Defining the score cutoff:
The first finding, absent from table1, (A0A3M0KYX4) has a distinctly high score and is followed by a number of findings with the target architecture (i.e. present in table1). According to InterPro annotation, A3M0KYX4 has Rab domain and SOCS-box domain; since Rab is a subfamily of Ras family and many proteins from table1 are annotated as somewhat like "Ras-related Rab protein", this protein may still be considered to have the target domain architecture.
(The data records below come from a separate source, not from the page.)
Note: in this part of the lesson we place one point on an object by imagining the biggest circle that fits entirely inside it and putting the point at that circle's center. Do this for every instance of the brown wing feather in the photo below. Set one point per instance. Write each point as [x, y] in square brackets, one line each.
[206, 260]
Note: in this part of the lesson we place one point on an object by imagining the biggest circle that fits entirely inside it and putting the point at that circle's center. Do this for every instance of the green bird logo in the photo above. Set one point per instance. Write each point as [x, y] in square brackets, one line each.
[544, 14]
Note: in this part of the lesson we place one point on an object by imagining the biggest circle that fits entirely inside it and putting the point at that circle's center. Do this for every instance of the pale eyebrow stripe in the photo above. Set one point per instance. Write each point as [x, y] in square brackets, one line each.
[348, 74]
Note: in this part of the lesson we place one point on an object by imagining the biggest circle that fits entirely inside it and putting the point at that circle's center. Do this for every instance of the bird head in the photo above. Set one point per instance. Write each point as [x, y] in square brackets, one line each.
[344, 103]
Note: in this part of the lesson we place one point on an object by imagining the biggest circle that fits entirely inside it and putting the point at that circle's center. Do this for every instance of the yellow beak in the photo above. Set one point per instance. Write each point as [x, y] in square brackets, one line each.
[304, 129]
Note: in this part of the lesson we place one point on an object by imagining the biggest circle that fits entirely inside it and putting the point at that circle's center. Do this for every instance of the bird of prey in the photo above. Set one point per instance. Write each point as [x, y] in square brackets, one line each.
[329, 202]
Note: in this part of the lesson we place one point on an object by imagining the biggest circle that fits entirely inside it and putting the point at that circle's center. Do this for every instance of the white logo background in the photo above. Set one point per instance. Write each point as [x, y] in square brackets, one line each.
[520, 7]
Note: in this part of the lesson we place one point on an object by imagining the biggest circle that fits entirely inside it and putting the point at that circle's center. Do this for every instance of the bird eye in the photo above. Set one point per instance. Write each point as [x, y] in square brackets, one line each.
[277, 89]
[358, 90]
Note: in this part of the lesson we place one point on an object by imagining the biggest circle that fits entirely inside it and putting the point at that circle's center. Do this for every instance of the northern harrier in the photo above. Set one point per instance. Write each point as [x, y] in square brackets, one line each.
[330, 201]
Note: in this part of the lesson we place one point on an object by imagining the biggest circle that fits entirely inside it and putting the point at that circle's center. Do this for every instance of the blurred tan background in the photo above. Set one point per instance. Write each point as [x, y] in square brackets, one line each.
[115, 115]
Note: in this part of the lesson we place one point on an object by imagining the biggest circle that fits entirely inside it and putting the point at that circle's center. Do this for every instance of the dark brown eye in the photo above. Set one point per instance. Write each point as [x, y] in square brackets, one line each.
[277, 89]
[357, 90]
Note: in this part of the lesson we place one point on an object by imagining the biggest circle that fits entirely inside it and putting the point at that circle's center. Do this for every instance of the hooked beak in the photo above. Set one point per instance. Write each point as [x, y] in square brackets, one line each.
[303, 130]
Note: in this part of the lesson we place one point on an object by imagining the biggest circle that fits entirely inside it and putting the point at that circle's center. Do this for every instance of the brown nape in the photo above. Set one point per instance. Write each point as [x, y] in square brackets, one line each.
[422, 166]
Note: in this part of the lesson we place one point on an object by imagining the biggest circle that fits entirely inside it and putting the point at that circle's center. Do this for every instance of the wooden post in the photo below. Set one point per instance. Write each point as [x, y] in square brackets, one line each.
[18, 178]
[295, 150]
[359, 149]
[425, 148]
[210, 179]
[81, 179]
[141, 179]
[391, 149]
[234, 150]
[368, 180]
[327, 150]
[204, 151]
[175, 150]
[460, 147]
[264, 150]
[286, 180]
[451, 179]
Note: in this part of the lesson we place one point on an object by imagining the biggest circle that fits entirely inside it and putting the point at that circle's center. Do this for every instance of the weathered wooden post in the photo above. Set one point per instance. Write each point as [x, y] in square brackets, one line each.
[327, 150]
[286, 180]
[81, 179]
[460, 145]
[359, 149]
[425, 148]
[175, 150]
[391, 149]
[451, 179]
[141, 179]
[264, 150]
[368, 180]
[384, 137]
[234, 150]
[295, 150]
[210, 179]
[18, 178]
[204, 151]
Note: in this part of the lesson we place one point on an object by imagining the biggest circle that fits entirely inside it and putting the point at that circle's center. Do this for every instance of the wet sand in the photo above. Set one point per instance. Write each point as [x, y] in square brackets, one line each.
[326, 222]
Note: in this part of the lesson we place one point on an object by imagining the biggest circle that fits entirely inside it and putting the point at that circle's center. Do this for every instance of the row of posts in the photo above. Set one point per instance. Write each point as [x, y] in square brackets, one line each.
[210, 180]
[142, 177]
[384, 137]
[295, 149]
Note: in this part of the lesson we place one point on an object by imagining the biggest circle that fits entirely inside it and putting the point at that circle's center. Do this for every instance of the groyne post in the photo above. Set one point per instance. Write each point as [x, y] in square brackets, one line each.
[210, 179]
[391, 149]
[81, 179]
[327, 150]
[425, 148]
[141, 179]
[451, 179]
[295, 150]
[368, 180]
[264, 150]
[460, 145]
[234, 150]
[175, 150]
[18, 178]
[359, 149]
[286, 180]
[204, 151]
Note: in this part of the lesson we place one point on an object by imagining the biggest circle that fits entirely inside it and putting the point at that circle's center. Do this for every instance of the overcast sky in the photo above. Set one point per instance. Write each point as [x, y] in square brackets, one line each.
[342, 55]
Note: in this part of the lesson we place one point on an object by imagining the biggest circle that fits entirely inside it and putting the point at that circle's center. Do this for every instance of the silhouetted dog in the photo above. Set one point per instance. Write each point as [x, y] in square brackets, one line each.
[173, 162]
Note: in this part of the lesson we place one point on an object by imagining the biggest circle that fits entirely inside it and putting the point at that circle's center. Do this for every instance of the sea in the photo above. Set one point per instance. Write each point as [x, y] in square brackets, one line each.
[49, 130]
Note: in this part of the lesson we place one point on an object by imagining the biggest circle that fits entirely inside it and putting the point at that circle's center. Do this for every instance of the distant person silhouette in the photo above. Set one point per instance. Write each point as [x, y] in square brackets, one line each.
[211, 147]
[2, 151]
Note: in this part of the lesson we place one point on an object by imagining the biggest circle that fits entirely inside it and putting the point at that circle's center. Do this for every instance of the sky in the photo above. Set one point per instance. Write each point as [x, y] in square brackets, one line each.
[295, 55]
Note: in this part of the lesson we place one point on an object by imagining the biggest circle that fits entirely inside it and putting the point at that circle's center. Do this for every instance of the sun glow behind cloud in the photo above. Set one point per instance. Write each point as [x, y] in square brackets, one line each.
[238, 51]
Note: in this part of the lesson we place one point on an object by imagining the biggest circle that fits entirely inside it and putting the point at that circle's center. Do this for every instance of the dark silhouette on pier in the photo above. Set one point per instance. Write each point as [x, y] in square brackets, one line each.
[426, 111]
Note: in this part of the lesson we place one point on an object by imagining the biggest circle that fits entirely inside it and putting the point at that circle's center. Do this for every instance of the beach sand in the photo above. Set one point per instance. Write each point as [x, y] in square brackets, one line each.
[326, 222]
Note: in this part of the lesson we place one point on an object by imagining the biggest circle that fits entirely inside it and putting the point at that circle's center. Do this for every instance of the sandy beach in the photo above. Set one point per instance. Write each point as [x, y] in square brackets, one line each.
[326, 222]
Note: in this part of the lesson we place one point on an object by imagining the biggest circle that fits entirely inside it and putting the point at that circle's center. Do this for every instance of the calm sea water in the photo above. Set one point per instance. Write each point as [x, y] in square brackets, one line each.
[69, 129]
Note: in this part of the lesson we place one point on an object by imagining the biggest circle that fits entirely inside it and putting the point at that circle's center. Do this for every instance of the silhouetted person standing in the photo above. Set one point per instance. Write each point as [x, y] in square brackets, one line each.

Pfam profile for Ras seems to be sensitive to the whole family, so it is quite unexpectedly to find the Ras domain unidentified by Pfam in this protein . The bulk of non-homologous findings starts, however, after the score falls below 58:
table2[table2["in_table1"] == False].head(10)
However, there are some target findings with score below 58. A0A6I9Y2F8 (score = 48.6) has been manually verified to have the target architecture in agreement with its placing in table1. Nevertheless, the next finding, A0A7G3AK77, (score = -54.3), though being present in table1, has inversed domain architecture (SOCS+Ras), so is not a target finding:
table2[table2["in_table1"] == True].tail(10)
There is a steep score decrease after a rather common value of score = 325. However, there are a lot of target findings below this score and sequences with the mentioned stereotypic score = 325 all seem to belong to the large class of Aves (just numerous homologues):
table2.iloc[1220:1245, :]
Score decline graph:
fig = plt.figure(figsize=[9, 7])
plt.plot(table2.index, table2["score"])
plt.plot([-25, 1300], [325, 325], linestyle="--")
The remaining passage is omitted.